His tour round Britain's universities and colleges was clearly a bit of an education for him, as was the lesson he had from Forward Thinking, a group that acts as a bridge between Muslims and politicians and the media. This group seems to be behind his decision to have an inquiry into how Islam is taught on British campuses. But what did he mean when he said his most surprising finding was "that the quality of teaching of Islam that takes place in our universities needs to be improved"?

Surprisingly, the minister was unable to enlighten The Independent's reporter, referring her to Forward Thinking, who passed her to Sheikh Michael Mumisa, a University of Birmingham scholar, who had met Rammell. Mumisa isconcerned about the version of Islam that is put across at private Islamic seminaries and the Islamic colleges that offer degrees in Islamic studies validated by British universities. Rammell might be able to influence the latter group.

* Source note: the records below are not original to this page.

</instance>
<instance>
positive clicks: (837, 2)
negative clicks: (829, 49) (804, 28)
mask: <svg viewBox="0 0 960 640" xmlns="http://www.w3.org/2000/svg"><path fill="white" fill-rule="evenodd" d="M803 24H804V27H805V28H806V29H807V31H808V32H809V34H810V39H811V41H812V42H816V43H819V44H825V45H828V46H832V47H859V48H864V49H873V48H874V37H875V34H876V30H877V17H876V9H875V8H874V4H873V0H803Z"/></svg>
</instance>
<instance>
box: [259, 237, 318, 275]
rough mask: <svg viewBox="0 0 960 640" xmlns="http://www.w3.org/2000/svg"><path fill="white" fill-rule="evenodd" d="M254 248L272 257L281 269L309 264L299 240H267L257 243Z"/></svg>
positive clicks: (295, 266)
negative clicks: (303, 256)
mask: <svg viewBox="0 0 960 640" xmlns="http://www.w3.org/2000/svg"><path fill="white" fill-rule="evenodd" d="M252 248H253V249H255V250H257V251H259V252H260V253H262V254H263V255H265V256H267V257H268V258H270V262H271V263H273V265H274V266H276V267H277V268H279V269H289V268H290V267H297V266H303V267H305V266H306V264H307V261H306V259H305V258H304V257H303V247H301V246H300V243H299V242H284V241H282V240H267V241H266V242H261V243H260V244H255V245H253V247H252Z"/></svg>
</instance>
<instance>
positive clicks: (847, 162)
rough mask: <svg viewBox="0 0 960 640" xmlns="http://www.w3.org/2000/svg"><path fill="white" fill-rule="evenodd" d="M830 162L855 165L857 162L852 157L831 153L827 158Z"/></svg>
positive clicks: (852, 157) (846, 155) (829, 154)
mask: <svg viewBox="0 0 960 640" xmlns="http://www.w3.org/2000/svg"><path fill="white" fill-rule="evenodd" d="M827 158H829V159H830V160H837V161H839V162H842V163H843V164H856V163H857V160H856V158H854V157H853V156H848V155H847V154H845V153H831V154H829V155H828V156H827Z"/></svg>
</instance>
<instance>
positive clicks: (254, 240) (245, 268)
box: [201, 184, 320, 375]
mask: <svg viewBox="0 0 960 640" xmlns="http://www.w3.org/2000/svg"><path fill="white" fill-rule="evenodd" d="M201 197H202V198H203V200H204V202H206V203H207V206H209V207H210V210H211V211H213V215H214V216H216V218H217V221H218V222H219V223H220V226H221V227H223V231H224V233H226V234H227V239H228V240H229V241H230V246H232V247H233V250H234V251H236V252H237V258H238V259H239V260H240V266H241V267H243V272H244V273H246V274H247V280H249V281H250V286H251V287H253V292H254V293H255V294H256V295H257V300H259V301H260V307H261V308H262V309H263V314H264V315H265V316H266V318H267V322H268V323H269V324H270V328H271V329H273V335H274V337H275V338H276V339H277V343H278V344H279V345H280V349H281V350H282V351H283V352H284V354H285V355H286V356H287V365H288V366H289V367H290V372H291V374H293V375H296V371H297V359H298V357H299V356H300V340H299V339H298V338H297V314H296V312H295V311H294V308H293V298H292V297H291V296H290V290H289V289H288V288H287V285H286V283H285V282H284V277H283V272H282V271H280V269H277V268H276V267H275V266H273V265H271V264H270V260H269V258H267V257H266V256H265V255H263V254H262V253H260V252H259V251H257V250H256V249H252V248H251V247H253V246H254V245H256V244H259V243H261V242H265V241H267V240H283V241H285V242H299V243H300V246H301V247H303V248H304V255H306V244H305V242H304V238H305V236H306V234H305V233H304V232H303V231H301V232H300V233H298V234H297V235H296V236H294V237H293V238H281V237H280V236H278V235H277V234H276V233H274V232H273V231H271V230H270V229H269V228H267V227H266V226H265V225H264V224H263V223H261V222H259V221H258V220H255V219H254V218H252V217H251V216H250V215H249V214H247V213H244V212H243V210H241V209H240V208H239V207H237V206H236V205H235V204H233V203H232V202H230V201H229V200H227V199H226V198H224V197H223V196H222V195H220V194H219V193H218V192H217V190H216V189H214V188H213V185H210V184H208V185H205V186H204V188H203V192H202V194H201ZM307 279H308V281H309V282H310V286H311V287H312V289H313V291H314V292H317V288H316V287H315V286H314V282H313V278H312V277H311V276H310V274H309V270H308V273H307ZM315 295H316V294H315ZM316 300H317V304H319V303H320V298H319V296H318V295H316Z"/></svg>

Islamic teaching in the seminaries is based on a medieval curriculum which encourages Muslims to believe that Jews and Christians are their enemies condemned to perish in hell. Islamic teaching in the colleges is a glorified seminary curriculum written in modern academic language, says Mumisa. It does not ask serious questions about how to reinterpret medieval texts in a modern pluralist society.

But it seems British universities teaching Islamic studies also funk this issue. Soas, for example, has no permanent member of staff teaching Islamic thought. The hope must be that the inquiry under Ataullah Siddiqui, the director of Markfield Institute for Higher Education, is able to begin the process of introducing Muslims and the wider world to a version of Islam that is relevant for today.